What Are Braxton Hicks Contractions?

Braxton Hicks contractions are basically false labor. They’re contractions, but they don’t progress any further.

Think of Braxton Hicks as your body practicing for the real thing. It can feel pretty real and that’s why it gets confusing.

You can read more official info about Braxton Hicks here. (It’s boring but it’s the medical breakdown of Braxton Hicks.)

It’s important that you know I’m not a doctor. I’m a mom of 2. I did this twice. Those are my qualifications. I’m not licensed in any way to give you medical recommendations, so what you’re reading in this article are things my OB and nurses taught me, as well as what I personally experienced.

Always, always call your doctor if you have questions or concerns. It never hurts to ask!

Am I In Labor, or Are These Braxton Hicks Contractions?

If this is your first pregnancy, you might have already gone to the hospital thinking that your labor started. Or, you might be experiencing Braxton Hicks contractions right now and Googling furiously, trying to figure out “am I in labor?”

First, don’t panic. Baby isn’t going to fall out on the floor in the next 10 minutes if you don’t figure everything out right away. Just take a moment and breathe.

Figuring out if you’re experiencing false labor or if you’re truly seeing signs of labor can be tricky, but there are some clear signs to figure it out.

There are also some clever hacks to figure out if you’re actually in real labor or it’s just Braxton Hicks being sneaky.

I’m going to share those hacks with you (I used them myself), so keep reading!

The Difference Between Signs of Labor and Braxton Hicks

In the beginning, real labor and false labor pains feel very similar. So, how can you tell the difference?

The most obvious clue is that real labor doesn’t go away and Braxton Hicks contractions eventually do.

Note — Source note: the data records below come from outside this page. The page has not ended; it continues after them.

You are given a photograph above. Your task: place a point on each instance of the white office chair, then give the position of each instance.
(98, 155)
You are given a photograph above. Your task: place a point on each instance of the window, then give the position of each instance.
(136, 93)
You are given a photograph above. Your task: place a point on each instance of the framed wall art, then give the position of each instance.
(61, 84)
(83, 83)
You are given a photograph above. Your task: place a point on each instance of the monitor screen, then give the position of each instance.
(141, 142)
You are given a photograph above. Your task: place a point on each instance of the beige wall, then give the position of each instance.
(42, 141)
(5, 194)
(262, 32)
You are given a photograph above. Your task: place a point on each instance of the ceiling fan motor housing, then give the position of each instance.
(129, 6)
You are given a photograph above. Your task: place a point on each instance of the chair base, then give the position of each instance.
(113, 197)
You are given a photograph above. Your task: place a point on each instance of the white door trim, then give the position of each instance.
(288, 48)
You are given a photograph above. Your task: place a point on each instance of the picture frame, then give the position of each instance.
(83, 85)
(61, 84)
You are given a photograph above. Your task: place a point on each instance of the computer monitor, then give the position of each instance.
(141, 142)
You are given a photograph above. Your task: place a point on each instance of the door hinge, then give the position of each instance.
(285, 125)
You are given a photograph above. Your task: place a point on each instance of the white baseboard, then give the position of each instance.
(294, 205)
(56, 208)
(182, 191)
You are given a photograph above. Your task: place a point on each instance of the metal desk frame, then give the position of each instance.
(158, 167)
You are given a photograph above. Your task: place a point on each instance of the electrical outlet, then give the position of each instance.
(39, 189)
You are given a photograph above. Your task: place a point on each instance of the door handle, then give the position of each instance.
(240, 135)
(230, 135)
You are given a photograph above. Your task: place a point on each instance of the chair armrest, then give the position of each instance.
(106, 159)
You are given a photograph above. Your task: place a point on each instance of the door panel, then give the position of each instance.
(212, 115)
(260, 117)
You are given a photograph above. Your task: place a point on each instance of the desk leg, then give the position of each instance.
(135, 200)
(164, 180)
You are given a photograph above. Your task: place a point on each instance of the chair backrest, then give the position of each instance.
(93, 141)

A common worry for first time mommies is that if they wait it out, they might wait too long to go to the hospital. I’m not an OB, but I’m going to repeat exactly what I was taught by my OB and the labor and delivery nurses.

It’s okay to wait. You don’t need to rush to the hospital as soon as you start experiencing contractions. In fact, you probably shouldn’t. But more on that later.

Here’s how signs of labor and Braxton Hicks are similar:

  • In the beginning, they can feel identical
  • Your tummy tightens up during real labor and Braxton Hicks
  • They both can mimic a pattern (for a while, anyway)
  • Baby might respond the same way (movements, kicks, response to the tightening)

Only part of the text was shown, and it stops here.